Why this design (vs alternatives)

This PR is intentionally aligned to the indexer’s data model. The goal is correct results at scale, without reintroducing the behaviors that forced caps/timeouts in a single-index, location-aggregating design.

Alternatives considered:

  1. Keep MCP querying only <index> and “pretend” file metadata lives there
  • Rejected: file-level fields are not present on chunk docs in the locations-first model.
  1. Teach the indexer to denormalize file-level fields back onto <index> for MCP convenience
  • Rejected: that reintroduces the scaling failure mode (hot, growing chunk docs) that the locations-first model is explicitly avoiding.
  1. Only support and-style KQL splits and drop correct or/not semantics when location fields are involved
  • Rejected: it produces incorrect filtering semantics (surprising to users) and is hard to detect from the outside.
  1. Try to make semantic_code_search support unbounded KQL-only queries that reference filePath
  • Rejected: without a bounded candidate universe, this becomes “scan everything” behavior.

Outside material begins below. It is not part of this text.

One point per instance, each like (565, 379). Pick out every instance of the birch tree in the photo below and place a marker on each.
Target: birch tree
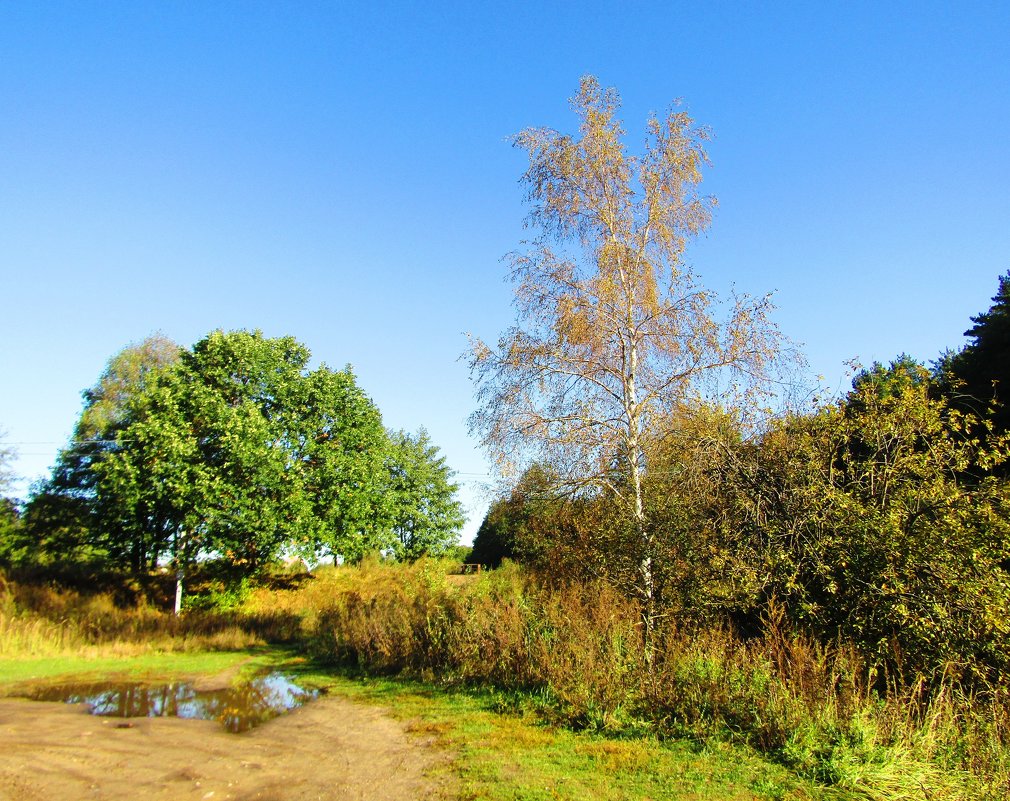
(613, 328)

It is both expensive and unpredictable at large scale.

About complexity

This PR does add some complexity to MCP, but it’s the minimum necessary complexity imposed by the correct storage model:

  • The MCP’s user-facing tool behavior stays conceptually the same (same inputs/outputs, same mental model: “search chunks, map them to files”).
  • The additional complexity is localized to utilities that (a) split KQL by storage and (b) evaluate KQL across the two indices within a bounded candidate universe.
  • The alternative to handling this complexity in MCP is to push it back into Elasticsearch document shape (denormalization / aggregation), which is exactly what breaks at scale.

In short: the MCP isn’t “getting fancy”; it’s querying the right source of truth and preserving correct semantics.

Drawbacks / mitigations

  • Join required for some tools (locations → mget chunks)
    • Mitigation: joins are batched (mget) and only done for the ids needed.
  • Temporary inconsistency possible (locations reference a chunk that is missing)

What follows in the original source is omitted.